CONCLUSA LA PRIMA UDIENZA, IL PROCESSO FARSA AGGIORNATO AL 28 SETTEMBRE… L’ITALIA NON HA LE PALLE PER ROMPERE LE RELAZIONI DIPLOMATICHE CON UN GOVERNO CRIMINALE CHE HA TORTURATO E ASSASSINATO UN ITALIANO
Si è tenuta oggi a Mansura, in Egitto, la prima udienza del processo farsa a Patrick Zaki, lo studente egiziano dell’Università di Bologna accusato di minaccia alla sicurezza nazionale, incitamento alle proteste illegali, sovversione, diffusione di false notizie e propaganda al terrorismo con il rischio di una condanna fino a 5 anni, di cui due già scontati in cella.

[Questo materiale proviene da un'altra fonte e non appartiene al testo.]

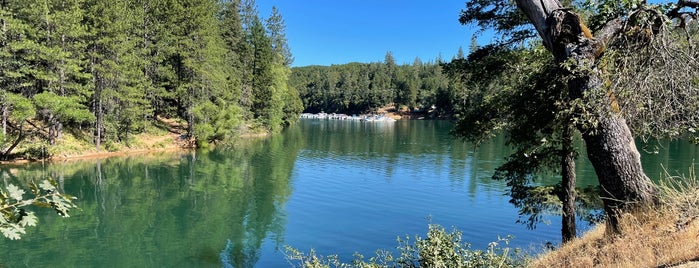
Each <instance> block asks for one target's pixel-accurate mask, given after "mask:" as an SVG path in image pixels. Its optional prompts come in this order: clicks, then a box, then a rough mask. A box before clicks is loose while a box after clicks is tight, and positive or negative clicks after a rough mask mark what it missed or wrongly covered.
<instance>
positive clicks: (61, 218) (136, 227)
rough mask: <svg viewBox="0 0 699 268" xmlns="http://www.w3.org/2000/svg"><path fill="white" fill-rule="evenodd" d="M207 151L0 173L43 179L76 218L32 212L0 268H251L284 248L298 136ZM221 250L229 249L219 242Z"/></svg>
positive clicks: (0, 167)
mask: <svg viewBox="0 0 699 268" xmlns="http://www.w3.org/2000/svg"><path fill="white" fill-rule="evenodd" d="M293 131H294V130H293V129H292V132H287V133H285V134H284V135H274V136H271V137H269V138H267V139H263V140H254V141H247V142H241V143H240V144H237V145H235V146H233V147H231V148H226V149H222V150H212V151H197V152H181V153H155V154H151V155H148V156H133V157H125V158H108V159H100V160H92V161H76V162H67V163H57V164H51V165H41V164H38V165H29V166H26V167H20V168H17V167H12V168H8V167H0V176H2V177H1V178H2V179H3V180H4V182H5V184H7V183H20V184H26V182H27V181H29V180H37V179H40V178H42V177H46V176H51V177H54V178H56V179H57V180H58V181H59V183H60V187H61V188H62V190H63V191H65V192H67V193H70V194H72V195H74V196H76V197H77V198H78V200H77V202H76V204H78V206H79V207H80V211H74V212H73V213H72V215H71V217H70V218H67V219H63V218H57V217H56V216H55V215H54V214H55V213H52V212H43V211H39V214H40V215H39V218H40V222H39V225H38V227H36V228H31V229H29V230H28V232H29V233H28V234H27V235H25V237H24V238H23V239H22V240H19V241H10V240H5V239H0V251H1V252H2V253H0V262H2V264H3V265H4V266H7V267H19V266H31V267H221V265H222V263H221V261H222V260H224V258H222V256H221V255H220V254H221V252H222V250H223V249H224V248H225V247H229V250H228V254H229V255H228V256H225V260H227V261H228V262H230V264H231V265H232V266H233V267H252V266H254V264H255V263H256V262H257V261H258V259H259V257H260V252H259V251H260V247H261V245H262V243H263V242H264V241H265V239H268V238H269V237H274V238H277V241H275V243H277V244H279V245H282V243H283V241H282V239H283V237H284V231H285V230H284V226H285V215H284V213H283V211H281V208H282V207H283V205H284V203H285V202H286V201H287V200H288V198H289V196H290V195H291V188H290V186H289V179H290V176H291V172H292V169H293V166H294V161H295V159H296V155H297V153H298V150H299V149H300V148H301V147H302V146H303V141H302V140H301V139H300V136H299V132H298V130H296V132H293ZM227 243H228V244H227Z"/></svg>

Nel tribunale della città sul delta del Nilo è cominciata quella che in molti temono essere la prima di una lunga serie di convocazioni in aula a un anno e mezzo di reclusione trascorsa in diversi istituti penitenziari del Paese.

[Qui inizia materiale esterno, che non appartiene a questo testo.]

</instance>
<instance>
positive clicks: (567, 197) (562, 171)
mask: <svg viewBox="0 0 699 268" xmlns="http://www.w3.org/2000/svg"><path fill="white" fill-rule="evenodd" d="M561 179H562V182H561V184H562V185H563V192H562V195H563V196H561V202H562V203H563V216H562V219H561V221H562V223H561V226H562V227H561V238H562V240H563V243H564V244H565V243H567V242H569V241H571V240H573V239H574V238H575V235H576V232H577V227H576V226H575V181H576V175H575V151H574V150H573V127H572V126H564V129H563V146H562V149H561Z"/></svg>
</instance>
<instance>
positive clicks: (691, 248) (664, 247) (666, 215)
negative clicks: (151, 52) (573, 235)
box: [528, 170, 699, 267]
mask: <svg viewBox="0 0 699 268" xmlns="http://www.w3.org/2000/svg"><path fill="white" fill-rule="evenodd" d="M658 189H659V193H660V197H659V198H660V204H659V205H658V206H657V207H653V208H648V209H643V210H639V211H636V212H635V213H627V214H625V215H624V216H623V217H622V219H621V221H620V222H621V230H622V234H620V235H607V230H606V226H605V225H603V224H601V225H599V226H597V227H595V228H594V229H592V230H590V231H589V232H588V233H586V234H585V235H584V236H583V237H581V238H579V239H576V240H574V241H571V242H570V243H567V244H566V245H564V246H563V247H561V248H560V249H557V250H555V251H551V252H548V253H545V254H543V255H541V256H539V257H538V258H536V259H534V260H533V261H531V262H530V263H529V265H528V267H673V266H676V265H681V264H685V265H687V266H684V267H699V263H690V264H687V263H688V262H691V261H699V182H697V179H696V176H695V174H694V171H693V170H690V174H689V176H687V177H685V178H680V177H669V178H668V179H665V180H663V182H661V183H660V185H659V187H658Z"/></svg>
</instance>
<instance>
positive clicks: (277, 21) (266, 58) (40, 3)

In aula c’era anche il padre del ricercatore, George, arrivato in città insieme alla sorella del giovane, Marise, e ad altri quattro amici dell’attivista.
All’interno dell’aula circa 60 persone hanno ascoltato le prime comunicazioni dei giudici ai legali. L’udienza è durata poco più di cinque minuti.
Zaki, ammanettato nella gabbia degli imputati, ha preso la parola lamentando di essere stato detenuto oltre il periodo legalmente ammesso per i reati minori di cui è accusato adesso. Anche la sua legale, Hoda Nasrallah, ha sostenuto la stessa tesi chiedendone il rilascio o almeno l’accesso al dossier che lo riguarda. Il processo è stato aggiornato al 28 settembre. Zaki resterà in carcere almeno fino a quella data.
L’allarme di Amnesty
Secondo Riccardo Noury, portavoce di Amnesty, il rinvio a giudizio di Zaki «è stato uno sviluppo improvviso. In meno di 24 ore si è posta fine alla detenzione preventiva, per trasferire il tutto dal Cairo a Mansura. Non sappiamo se ce ne saranno altre, se sarà chiesto un rinvio da parte della difesa: è tutto abbastanza misterioso. Quel che è certo è che è un tribunale di emergenza che processa Patrick per diffusione di notizie false per un articolo da lui scritto nel 2019 in cui prendeva le difese della minoranza religiosa cristiano-copta, a cui appartiene la sua famiglia, perseguitata, discriminata, sottoposta ad attacchi e violenze».
Questo processo, dice Noury, «non prevede un appello: se Patrick verrà condannato non ci sarà un ricorso ma solo la possibilità di una richiesta di grazia al presidente al-Sisi. Noi temiamo il peggio, cioè una condanna, ma speriamo il meglio, perché un giudice minimamente imparziale ed equo assolverebbe immediatamente Patrick».